Biography:Raimund Seidel
Raimund G. Seidel is a German and Austrian theoretical computer scientist and an expert in computational geometry.
Seidel was born in Graz, Austria, and studied with Hermann Maurer at the Graz University of Technology.[1] He earned his M.Sc. in 1981 from University of British Columbia under David G. Kirkpatrick.[2] He received his Ph.D. in 1987 from Cornell University under the supervision of John Gilbert.[3] After teaching at the University of California, Berkeley, he moved in 1994 to Saarland University.[4] In 1997, he and Christoph M. Hoffmann were program chairs for the Symposium on Computational Geometry. He was the vice president for Research and Technology Transfer at Saarland University from 1999 to 2003.[5] In 2014, he took over as Scientific Director of the Leibniz Center for Informatics (LZI) from Reinhard Wilhelm.[6] In May 2025, he was succeeded in this position by Holger Hermans.[7] Seidel was elected as the vice president for Sustainable Development and Strategy of Saarland University in 2024.[5]
Seidel invented backwards analysis of randomized algorithms and used it to analyze a simple linear programming algorithm that runs in linear time for problems of bounded dimension.[8] With his student Cecilia R. Aragon in 1989 he devised the treap data structure,[9][10][11] and he is also known for the Kirkpatrick–Seidel algorithm for computing two-dimensional convex hulls.[12]
References
- ↑ Profile in program for conference on significant advances in computer science, Graz University of Technology, 2007.

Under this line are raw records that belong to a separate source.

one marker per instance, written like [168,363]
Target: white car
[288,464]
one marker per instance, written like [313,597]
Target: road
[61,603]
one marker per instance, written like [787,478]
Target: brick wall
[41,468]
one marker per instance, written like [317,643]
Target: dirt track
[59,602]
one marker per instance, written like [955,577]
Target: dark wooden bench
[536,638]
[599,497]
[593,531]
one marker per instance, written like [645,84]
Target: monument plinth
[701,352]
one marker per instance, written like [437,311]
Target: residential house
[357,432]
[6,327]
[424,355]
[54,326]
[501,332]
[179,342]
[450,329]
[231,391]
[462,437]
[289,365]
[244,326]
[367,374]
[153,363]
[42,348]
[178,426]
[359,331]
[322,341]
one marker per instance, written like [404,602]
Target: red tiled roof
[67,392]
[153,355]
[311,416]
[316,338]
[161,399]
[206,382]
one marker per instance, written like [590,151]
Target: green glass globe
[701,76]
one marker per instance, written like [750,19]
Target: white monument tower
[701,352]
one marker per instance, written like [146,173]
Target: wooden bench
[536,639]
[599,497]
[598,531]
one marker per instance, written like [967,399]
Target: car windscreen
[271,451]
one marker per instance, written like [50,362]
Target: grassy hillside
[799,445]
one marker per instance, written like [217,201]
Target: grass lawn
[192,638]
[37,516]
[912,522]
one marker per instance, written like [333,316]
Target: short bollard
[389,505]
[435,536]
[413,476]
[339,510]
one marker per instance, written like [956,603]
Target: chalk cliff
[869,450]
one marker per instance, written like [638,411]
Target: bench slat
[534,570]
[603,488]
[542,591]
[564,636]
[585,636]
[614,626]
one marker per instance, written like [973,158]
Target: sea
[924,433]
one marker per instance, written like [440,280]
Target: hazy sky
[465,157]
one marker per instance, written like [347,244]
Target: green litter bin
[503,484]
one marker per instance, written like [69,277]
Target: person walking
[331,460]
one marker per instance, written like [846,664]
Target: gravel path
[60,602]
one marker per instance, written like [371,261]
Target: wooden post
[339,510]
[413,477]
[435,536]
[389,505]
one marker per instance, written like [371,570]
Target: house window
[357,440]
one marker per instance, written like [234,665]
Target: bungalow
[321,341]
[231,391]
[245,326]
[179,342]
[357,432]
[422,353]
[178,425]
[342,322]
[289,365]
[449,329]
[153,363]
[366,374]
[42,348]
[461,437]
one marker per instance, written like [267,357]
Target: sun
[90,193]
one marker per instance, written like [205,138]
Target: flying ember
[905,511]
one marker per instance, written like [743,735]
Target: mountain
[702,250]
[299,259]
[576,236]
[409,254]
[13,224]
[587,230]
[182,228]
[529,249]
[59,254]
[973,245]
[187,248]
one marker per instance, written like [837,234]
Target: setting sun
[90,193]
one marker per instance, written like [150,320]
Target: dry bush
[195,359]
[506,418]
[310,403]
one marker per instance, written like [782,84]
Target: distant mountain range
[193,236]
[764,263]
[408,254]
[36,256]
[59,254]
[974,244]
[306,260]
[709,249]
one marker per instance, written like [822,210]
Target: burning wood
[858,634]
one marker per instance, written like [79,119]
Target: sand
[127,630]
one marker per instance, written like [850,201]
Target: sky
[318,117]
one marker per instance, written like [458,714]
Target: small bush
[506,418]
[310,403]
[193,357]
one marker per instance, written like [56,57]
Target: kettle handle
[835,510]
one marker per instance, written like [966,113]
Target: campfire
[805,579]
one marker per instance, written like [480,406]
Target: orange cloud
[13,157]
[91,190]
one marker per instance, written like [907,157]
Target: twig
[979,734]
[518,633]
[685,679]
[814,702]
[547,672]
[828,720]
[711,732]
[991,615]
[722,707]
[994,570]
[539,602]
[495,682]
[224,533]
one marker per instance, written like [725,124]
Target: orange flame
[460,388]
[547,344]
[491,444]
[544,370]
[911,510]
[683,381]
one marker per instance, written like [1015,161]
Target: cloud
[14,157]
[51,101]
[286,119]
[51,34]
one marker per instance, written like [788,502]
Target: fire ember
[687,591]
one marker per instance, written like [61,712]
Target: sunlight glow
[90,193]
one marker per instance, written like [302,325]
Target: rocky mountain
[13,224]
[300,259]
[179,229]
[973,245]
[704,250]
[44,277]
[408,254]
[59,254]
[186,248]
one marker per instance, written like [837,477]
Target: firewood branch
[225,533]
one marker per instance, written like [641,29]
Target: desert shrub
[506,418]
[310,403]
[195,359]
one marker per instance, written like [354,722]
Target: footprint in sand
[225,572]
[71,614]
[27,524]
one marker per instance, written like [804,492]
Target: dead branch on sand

- ↑ Seidel, Raimund (1981). A convex hull algorithm optimal for point sets in even dimensions (M. Sc.). University of British Columbia. OCLC 606375013.
- ↑ Raimund G. Seidel at the Mathematics Genealogy Project.
- ↑ Profile at the Multimodal Computing and Interaction cluster, Saarland University.
- ↑ 5.0 5.1 "Senat wählt eine neue Vizepräsidentin und zwei Vizepräsidenten". 2024-03-20. https://www.uni-saarland.de/aktuell/senat-waehlt-vizepraesidium-30711.html.
- ↑ Internationally renowned informatics center names new Scientific Director, Schloss Dagstuhl, March 30, 2014, http://www.dagstuhl.de/no_cache/ueber-dagstuhl/aktuelles/detail/meldung/524/, retrieved 2014-05-06.
- ↑ Gerke, Michael (2025-04-24). "Schloss Dagstuhl to get new scientific management". https://www.dagstuhl.de/en/institute/news/2025/schloss-dagstuhl-under-new-scientific-management.
- ↑ Seidel, R. (1991), "Small-dimensional linear programming and convex hulls made easy", Discrete & Computational Geometry 6 (1): 423–434, doi:10.1007/BF02574699.
- ↑ Aragon, Cecilia R.; Seidel, Raimund (1989), "Randomized Search Trees", Proc. 30th Symp. Foundations of Computer Science (FOCS 1989), Washington, D.C.: IEEE Computer Society Press, pp. 540–545, doi:10.1109/SFCS.1989.63531, ISBN 978-0-8186-1982-3
- ↑ Seidel, Raimund; Aragon, Cecilia R. (1996), "Randomized Search Trees", Algorithmica 16 (4/5): 464–497, doi:10.1007/s004539900061, http://citeseer.ist.psu.edu/seidel96randomized.html.
- ↑ Seidel, Raimund; Aragon, Cecilia R. (1995), "Randomized search trees", Technischer Bericht / A / Fachbereich Informatik, Universität des Saarlandes (Saarbrücken: Saarländische Universitäts- und Landesbibliothek) 1995/06, doi:10.22028/D291-26146, https://publikationen.sulb.uni-saarland.de/handle/20.500.11880/26202
- ↑ Kirkpatrick, David G.; Seidel, Raimund (1986), "The ultimate planar convex hull algorithm", SIAM Journal on Computing 15 (1): 287–299, doi:10.1137/0215021.